5. Deployment Strategy
- Frontend: The React.js application is deployed as a static site to Cloudflare Pages for global CDN distribution and performance.
- Backend Services: All backend microservices (Node.js and Python) are containerized using Podman and deployed to Google Cloud Run, enabling serverless auto-scaling.
- Databases: PostgreSQL is hosted on Supabase, while Firestore is part of the Google Cloud ecosystem.
- Authentication: Firebase Authentication provides a managed, scalable identity solution.
7. Implementation Roadmap (High-Level)
Phase 1: Foundation & Core AI (MVP)
- Set up core data layer (Supabase, Zep, Graffiti).
- Implement basic STT and LLM integration for conversational queries.
- Develop initial Intelligent Charting Engine for key S&OP metrics.
- Build core UI components and dashboards.

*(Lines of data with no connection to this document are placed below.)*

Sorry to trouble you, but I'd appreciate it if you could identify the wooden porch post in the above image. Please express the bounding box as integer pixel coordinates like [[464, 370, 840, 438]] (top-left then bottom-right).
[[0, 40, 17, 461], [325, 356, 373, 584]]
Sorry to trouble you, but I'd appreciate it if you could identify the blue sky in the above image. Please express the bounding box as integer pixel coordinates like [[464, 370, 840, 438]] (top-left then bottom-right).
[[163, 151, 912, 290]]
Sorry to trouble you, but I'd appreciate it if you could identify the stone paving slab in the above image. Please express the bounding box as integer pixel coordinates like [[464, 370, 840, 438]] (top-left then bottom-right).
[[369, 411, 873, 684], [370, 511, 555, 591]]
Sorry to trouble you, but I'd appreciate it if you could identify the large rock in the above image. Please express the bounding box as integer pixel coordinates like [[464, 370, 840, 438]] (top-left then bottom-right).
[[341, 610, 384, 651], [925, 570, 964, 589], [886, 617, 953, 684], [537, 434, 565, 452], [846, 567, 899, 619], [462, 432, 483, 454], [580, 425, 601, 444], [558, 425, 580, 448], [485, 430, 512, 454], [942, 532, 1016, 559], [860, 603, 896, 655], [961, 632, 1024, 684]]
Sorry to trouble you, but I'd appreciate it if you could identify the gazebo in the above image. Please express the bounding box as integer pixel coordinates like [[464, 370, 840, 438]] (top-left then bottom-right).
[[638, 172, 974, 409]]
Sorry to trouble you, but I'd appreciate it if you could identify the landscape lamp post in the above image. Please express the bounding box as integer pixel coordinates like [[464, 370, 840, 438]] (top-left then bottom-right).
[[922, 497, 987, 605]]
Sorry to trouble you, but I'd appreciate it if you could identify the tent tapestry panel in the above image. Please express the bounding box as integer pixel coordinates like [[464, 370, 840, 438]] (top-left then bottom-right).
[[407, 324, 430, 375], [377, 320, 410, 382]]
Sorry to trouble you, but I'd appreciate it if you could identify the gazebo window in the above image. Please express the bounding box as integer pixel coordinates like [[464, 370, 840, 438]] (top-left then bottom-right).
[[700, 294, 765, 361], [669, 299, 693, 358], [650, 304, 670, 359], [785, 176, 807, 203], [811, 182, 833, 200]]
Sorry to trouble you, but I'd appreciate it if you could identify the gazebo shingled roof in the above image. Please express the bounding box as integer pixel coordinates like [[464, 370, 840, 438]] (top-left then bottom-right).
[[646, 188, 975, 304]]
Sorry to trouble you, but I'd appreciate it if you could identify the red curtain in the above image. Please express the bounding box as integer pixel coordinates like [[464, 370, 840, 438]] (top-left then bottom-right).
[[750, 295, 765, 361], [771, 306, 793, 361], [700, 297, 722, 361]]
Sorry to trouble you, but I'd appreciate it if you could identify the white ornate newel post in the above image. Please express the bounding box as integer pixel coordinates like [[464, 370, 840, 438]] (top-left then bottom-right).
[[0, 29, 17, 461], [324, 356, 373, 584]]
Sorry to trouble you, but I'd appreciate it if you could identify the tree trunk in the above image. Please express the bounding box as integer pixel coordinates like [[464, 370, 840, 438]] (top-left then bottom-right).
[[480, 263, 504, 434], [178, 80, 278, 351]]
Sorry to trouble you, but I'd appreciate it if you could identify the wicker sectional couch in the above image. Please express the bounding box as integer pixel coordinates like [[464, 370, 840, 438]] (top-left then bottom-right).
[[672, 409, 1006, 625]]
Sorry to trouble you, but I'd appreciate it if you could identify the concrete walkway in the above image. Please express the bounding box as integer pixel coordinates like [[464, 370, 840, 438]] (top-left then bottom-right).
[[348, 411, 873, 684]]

Phase 2: Advanced Intelligence & Features
- Enhance AI Insight Engine with predictive and prescriptive capabilities.
- Implement Constraint Intelligence Engine for Monte Carlo simulations.
- Develop full Consensus Lock-In Protocol and versioning.
- Build Admin Backend for customer management and platform monitoring.
Phase 3: Optimization & Enterprise Readiness
- Performance optimization and scalability enhancements.
- Advanced security and compliance features (SOX, SOC2, GDPR).
- Integration with enterprise ERP/CRM systems.
- Continuous learning and model refinement.